In the 1900s, in the public's mind baseball represented all that was good about America. Baseball served as a model for children's moral development. Therefore the Black Sox Scandal of 1919, over the fixing of the World Series, was a national disgrace. The scandal so deeply affected the American public that when Judge Kennesaw Mountain Landis became Commissioner of Baseball in 1921, the St. Louis Globe-Democrat wrote that if Landis could keep baseball on a high ethical plane, it would be more important than anything he could do on the federal bench.

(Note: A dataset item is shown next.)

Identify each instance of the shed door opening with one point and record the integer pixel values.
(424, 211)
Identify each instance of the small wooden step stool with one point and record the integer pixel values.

The golden era of sport in the 1920s produced baseball's first superstars, Babe Ruth, Ty Cobb, and Lou Gehrig. Games were broadcast over the RADIO to millions of people. It was during this time that organized youth baseball got its start. In 1925 the American Legion started their junior baseball program to give more boys an opportunity to play and as a means of teaching them good sportsmanship and citizenship. With the financial support of major league baseball, American Legion baseball competition began in 1926. In 1928 the issue of girls playing became an explosive one when it was discovered that Margaret Gisolo was a member of the Blanford, Indiana, team. Although Margaret was allowed to finish the season, the next year the rules were changed to allow boys only to play. Later leagues were careful to specify that only boys could join. In 1939 Carl Stotz founded Little League Baseball with the purpose of developing citizenship, sportsmanship, and manhood. PONY (Protect Our Nation's Youth) Baseball, Inc. was formed in 1951 and the Babe Ruth League in 1952. Not until 1974 after a lengthy court battle were girls allowed to play Little League baseball. After that the other leagues also permitted girls to play. Even with that change relatively few girls play baseball today.
American Legion and Little League Baseball continue to be popular programs. In 2000 American Legion Posts sponsored 5,300 baseball and other athletic teams throughout the United States. By 1999 Little League baseball was being played in 100 countries. Baseball became an Olympic sport in 1992.
Berlage, Gai. 1994. Women in Baseball: The Forgotten History. West-port, CT: Praeger.
Crepeau, Richard. 1980 Baseball: America's Diamond Mind. Orlando: University Presses of Florida.
Rader, Benjamin. G. 1999. American Sports: From the Age of Folk Games to the Age of Televised Sports, 4th ed. Upper Saddle River, NJ: Prentice Hall.
Seymour, Harold. 1990. Baseball: The People's Game. New York: Oxford University Press.
Ward, Geoffrey, and Ken Burns. 1994. Baseball: An Illustrated History. New York: Knopf.